JF Ptak Science Books Quick Post #425
I found this extraordinary image via collection of Finkiyaya on Pinterest, which is an interesting source for the unusual relating to the uncommon. There is no attribution, but help came from correspondent Jeffrey Weston, who advised that the helmut belongs to none other than the ferociously active publisher/editor/thinker and creator of the term "science fiction", Hugo Gernsback. This was supposed to deliver a more powerful thinking and concentration experience to the user by delivering a flow of O2 , shutting off sound and auditory distraction, and by making the wearer focus their vision through a kind of horizontal pinhole slit. Gernsback I am sure did not use one of these things while working on his dozens of simultaneous projects, but he thought that it might help the rest of us--in today's world, perhaps all we need to do to achieve this iolsation is turn off the electronics and sit at a clean desk. In any event, the mask removed a fair amount of the human experience from thinking, and probably focused a LOT of attention on not-hearing and trying to see through those tiny slits.
[Source: Pinterest account of Finkiyaya, here]

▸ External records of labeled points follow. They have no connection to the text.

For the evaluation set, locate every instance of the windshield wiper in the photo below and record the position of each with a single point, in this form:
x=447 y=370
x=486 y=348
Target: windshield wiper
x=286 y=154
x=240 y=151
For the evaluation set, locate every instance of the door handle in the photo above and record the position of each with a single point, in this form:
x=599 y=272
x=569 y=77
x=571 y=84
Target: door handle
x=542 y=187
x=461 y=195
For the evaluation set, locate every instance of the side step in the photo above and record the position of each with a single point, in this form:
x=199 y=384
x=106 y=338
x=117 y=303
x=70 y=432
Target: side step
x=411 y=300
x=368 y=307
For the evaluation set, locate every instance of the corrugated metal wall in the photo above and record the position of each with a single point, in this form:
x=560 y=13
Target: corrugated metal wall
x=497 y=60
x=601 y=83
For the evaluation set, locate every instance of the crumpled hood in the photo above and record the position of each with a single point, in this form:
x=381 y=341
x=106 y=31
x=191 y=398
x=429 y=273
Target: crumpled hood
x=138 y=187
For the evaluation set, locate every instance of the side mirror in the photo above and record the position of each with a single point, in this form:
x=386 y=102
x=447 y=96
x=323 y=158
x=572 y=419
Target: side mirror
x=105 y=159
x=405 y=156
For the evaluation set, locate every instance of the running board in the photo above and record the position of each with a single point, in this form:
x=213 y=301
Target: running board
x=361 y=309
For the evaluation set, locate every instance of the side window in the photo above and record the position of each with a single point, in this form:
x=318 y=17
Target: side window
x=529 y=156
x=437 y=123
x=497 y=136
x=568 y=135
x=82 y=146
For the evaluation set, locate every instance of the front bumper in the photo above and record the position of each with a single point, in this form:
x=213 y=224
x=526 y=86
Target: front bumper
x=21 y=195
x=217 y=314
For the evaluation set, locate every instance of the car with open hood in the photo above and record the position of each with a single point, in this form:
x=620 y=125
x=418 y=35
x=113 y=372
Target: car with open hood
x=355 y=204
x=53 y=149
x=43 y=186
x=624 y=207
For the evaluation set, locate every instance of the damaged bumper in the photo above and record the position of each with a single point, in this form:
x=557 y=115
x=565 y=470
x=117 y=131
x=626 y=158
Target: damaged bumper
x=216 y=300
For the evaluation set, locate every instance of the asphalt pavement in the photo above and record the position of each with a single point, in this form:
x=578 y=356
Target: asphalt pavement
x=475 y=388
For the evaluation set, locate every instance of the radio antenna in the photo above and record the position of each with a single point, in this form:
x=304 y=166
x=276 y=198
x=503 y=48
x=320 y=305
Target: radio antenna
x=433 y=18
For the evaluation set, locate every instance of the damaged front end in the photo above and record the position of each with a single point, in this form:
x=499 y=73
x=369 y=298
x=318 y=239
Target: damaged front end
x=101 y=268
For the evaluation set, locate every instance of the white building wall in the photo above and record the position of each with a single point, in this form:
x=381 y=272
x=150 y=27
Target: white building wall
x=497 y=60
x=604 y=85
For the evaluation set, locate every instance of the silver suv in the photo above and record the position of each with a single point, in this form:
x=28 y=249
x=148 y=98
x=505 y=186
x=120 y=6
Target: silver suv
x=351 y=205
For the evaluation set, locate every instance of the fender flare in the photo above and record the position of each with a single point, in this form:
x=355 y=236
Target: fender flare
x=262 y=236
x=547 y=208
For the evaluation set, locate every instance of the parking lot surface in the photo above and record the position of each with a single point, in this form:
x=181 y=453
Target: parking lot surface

[I wonder if Wilhelm Reich read about this as he was fiddling around with his "orgone accumulator" (read: "box"). Even the crown prince of American Black Comedy, William Burroughs, could not wrestle this Reichian thing outside its impossible cellulosity of weird. As odd as Gernsback's thing is, Reich's goes on-beyond-zero with his, thinking that his siting-coffin collects/regulates an etherless ethery thing called orgone which was the seat of many and remarkable things, not the least of which was a controller of cancer and the weather. It sounds sort of like a water-cycle thing but for a thing that influences thought and consciousness and biological systems as well as our ocean of air--that's a long pull for a box with a chair in it.]
Now three's plenty in this helmet to suggest itself to the history of masks, but that is an enormous diversion, because I was really just looking for complements in the mechanical helmet world. I could not resist though including this magnificent mask made by someone of the Sukuma ethnic group of Tanzania:
It is interesting to note hwo the Isolator mask eprforms up to its name, isoalting human qualities to a high degree, muhc like the Sukuma mask. There is a real encapsulating experience going on with these helmets and suits, looking far more robotic and alien than anything else.
And a last visit to Gernsback:
[Source: LaughingSquid, here.]
And another (source here):
How could any of this possibly go wrong?